Multifactor authentication is important.
People who thought they were safe lose their family photos, documents, legal ledgers, and other stuff all day long, every day.
often being the one that fools their friends to do the same by letting hackers send things to their friends from their accounts.
Being entirely safe is not easy. Enabling Multifactor authentication is a big step along the way.
What are Multifactor authentication and passphrase managers and why should I care? (also called 2FA and MFA by some)
There is an invisible storm surrounding you right now.
There is a relentless onslaught on all your accounts, your internet router, and home computers that never stops.
Imagine not being able to logon to your computer, your phone, and realizing that now you might have lost all your documents for work and you have to tell your spouse and kids no one of you has any photos at all from your time together. Not to mention that your name and accounts were just used to do the same to your friends, coworker & boss.

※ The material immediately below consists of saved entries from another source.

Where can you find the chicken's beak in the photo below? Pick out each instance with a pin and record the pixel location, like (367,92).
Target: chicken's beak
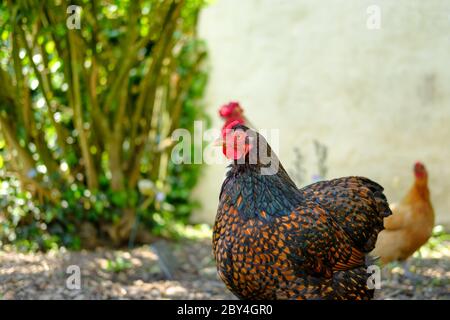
(248,123)
(219,142)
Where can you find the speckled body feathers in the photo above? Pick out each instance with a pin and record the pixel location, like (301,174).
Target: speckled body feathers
(274,241)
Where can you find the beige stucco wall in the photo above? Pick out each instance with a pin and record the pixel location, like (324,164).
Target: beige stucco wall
(380,99)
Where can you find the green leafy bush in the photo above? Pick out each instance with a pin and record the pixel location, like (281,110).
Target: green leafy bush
(86,117)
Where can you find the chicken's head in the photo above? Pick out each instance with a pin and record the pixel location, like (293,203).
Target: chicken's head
(235,141)
(231,110)
(420,172)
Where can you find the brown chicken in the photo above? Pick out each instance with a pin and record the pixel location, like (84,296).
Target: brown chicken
(274,241)
(411,223)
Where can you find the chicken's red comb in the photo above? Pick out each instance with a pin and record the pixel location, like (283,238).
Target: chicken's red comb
(419,165)
(230,126)
(227,109)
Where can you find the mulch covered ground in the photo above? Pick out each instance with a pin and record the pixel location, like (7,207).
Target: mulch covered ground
(183,270)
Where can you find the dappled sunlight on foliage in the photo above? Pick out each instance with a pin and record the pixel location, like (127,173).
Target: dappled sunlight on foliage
(86,115)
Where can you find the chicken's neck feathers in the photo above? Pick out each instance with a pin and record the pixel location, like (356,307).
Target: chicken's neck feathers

You get hit even as an innocent bystander. Protecting yourself against a targeted attack is really hard and these two steps are not enough. Taking the first step to mitigating the risk as a bystander really makes a huge difference for you personally though. Don’t wait! Every second counts!
Also using the same password on multiple places is also dangerous. If they get in anywhere they know the combo saying you are you so its EASY to try that in all the websites that exist and make a list of all the places they work at.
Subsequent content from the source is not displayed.